5 Then cometh He to a city of Samaria, which is called Sychar, near to the parcel of ground that Jacob gave to his son Joseph.

6 Now Jacob’s well was there. Jesus therefore, being wearied with His journey, sat thus on the well: and it was about the sixth hour.

The Pharisees were plotting trouble.

John the Baptist’s ministry (heralding the Kingdom) was over.

Jesus never baptized with water, only with the Spirit.

must needs go through Samaria (v.4) — Jesus wasn’t in a hurry, and He knew of His ministry to the Samaritans. And other sheep I have, which are not of this fold: them also I must bring, and they shall hear My voice; and there shall be one fold, and one shepherd (John 10:16).

The strictest Jews routed around Samaria — The Samaritans were a mixed race with a religion that was part Jewish and part heathen. They feared the LORD, and served their own gods, after the manner of the nations whom they carried away from thence. Unto this day they do after the former manners: they fear not the LORD, neither do they after their statutes, or after their ordinances, or after the law and commandment which the LORD commanded the children of Jacob, whom He named Israel (2 Kings 17:33-34).

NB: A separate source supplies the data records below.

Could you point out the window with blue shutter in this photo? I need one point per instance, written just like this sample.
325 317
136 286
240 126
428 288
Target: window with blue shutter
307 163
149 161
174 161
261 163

Sychar (v.5)  = purchased — It was the same as, or very near, Shechem. Jacob lived there (Genesis 33:18). It was a city of refuge (Joshua 20:7-8). Joseph was buried there (Joshua 24:32).

well (v.6) — a man-made well build over a natural spring. Jesus uses the well/fountain as an illustration in verse 14.

Jesus … wearied (v.6) — evidence of His humanity

sixth hour = noon

[In] John 3 and 4, we discover a series of striking contrasts … First, in John 3 we have “a man of the Pharisees named Nicodemus:” in John 4 it is an unnamed woman that is before us. Second, the former was a man of rank, a “Master of Israel:” the latter was a woman of the lower ranks, for she came “to draw water.” Third, the one was a favored Jew: the other was a despised Samaritan. Fourth, Nicodemus was a man of high reputation, a member of the Sanhedrin: the one with whom Christ dealt in John 4 was a woman of dissolute habits. Fifth, Nicodemus sought out Christ: here Christ seeks out the woman. Sixth, Nicodemus came to Christ “by night:” Christ speaks to the woman at mid-day. Seventh, to the self-righteous Pharisee Christ said, “Ye must be born again:” to this sinner of the Gentiles He tells of “the gift of God.” — Pink, page 156.